O que estes factos ocultam, no entanto, é que os porto-riquenhos são cidadãos de segunda classe que não podem votar no presidente – e os que vivem no arquipélago não estão totalmente protegidos pela Declaração de Direitos dos EUA. De acordo com os Casos Insulares do início do século XX do Supremo Tribunal dos EUA, pertencemos aos Estados Unidos, mas não fazemos parte deles.

Simplificando: somos uma colônia dos Estados Unidos no século XXI.

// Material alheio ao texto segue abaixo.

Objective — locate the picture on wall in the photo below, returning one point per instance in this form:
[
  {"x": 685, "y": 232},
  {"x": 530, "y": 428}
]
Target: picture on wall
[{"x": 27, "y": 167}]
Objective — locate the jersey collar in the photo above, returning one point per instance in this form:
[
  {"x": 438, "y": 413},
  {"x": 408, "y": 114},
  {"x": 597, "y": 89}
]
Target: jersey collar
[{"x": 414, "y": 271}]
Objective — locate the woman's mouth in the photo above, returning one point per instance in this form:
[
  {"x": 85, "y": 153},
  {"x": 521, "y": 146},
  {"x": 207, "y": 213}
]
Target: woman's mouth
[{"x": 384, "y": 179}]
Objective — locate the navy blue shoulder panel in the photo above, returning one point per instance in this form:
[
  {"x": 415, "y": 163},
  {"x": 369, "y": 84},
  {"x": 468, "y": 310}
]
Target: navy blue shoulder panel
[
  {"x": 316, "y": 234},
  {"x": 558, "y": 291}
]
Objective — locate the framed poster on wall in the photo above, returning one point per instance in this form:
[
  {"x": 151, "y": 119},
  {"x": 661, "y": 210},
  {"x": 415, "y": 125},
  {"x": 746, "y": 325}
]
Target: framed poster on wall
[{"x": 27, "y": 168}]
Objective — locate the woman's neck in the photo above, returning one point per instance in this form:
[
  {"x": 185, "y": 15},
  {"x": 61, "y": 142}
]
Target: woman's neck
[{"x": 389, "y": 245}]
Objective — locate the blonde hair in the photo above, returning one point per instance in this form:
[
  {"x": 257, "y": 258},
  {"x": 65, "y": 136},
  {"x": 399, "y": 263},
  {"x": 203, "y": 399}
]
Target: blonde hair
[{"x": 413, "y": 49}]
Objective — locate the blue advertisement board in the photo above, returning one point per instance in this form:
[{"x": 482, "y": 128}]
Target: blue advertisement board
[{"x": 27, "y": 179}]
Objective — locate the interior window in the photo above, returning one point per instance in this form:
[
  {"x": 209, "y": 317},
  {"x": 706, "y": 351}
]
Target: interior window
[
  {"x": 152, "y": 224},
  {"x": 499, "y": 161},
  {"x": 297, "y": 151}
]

Ao redigir as narrativas históricas para “DTMF”, Dangerous Bunny entendeu que a história de Porto Rico é muitas vezes desconhecida, até mesmo para o nosso próprio povo. Ele estava interessado em disponibilizar a história para quem não tem acesso ao ensino superior. Ele queria que eu escrevesse essas narrativas de uma maneira sincera para serem lidas por pessoas no barriadas e caserios (bairros populares e os projetos). Esses foram os lugares onde atingi a maioridade em Porto Rico.

Com o sucesso de “DTMF”, a história porto-riquenha foi amplificada para o mundo. Tive inúmeras conversas com jornalistas de todo o mundo, que ficaram maravilhados com o quão pouco sabiam sobre a história de Porto Rico ou a sua relação com os Estados Unidos. Penso que é precisamente isso que impulsiona esses debates sobre a língua e quem tem o direito de reivindicar a americanidade – a falta de informação.

E embora Dangerous Bunny seja cidadão americano, os conservadores organizaram um “All-American Halftime Present” alternativo, que revela como a “americanidade” é policiada através da língua e da raça. Este é o produto da ignorância intencional.

A história de Porto Rico é também a das comunidades latino-americanas, caribenhas, dos Estados Unidos e das comunidades latinas. Acredito que a atuação de Dangerous Bunny convidará as pessoas a compreender a beleza e a complexidade da história do nosso povo, mesmo que isso incomode quem está de fora. Que ele também fará isso inteiramente em espanhol, num momento em que pessoas latinas nos Estados Unidos estão sendo presas ou interrogadas por agentes federais por falarem espanhol – ou simplesmente por terem sotaque? Isso importa.

É claro que os artistas por si só não nos salvarão dos perigos do racismo e da xenofobia – aprendi isso no meu tempo na comunidade punk. Não podemos simplesmente esperar que alguém, especialmente as celebridades, mude de instituição sem o poder de algumas pessoas para apoiá-las.

No entanto, dado o seu enorme alcance – apenas esta semana o seu último álbum alcançou o primeiro lugar na Apple Music na China – Dangerous Bunny tem o poder de mover a agulha cultural. E se há algo a tirar da cerimônia do Grammy no domingo passado, é que ele não está sozinho – outros artistas se posicionaram sobre a violência anti-imigrante. Eles estão vivendo à altura do momento. Isso também importa.

Assim, enquanto os conservadores organizam seu contra-ataque brando ao present do intervalo do Tremendous Bowl – com ninguém menos que Child Rock como atração principal – Dangerous Bunny oferecerá ao mundo uma lição de história muito mais valiosa, cheia de sazón, bateria e reggaeton.

Jorell Meléndez-Badillo é o autor de “Porto Rico: Uma História Nacional e umassociar pprofessor de História da América Latina e do Caribe na Universidade de Wisconsin-Madison.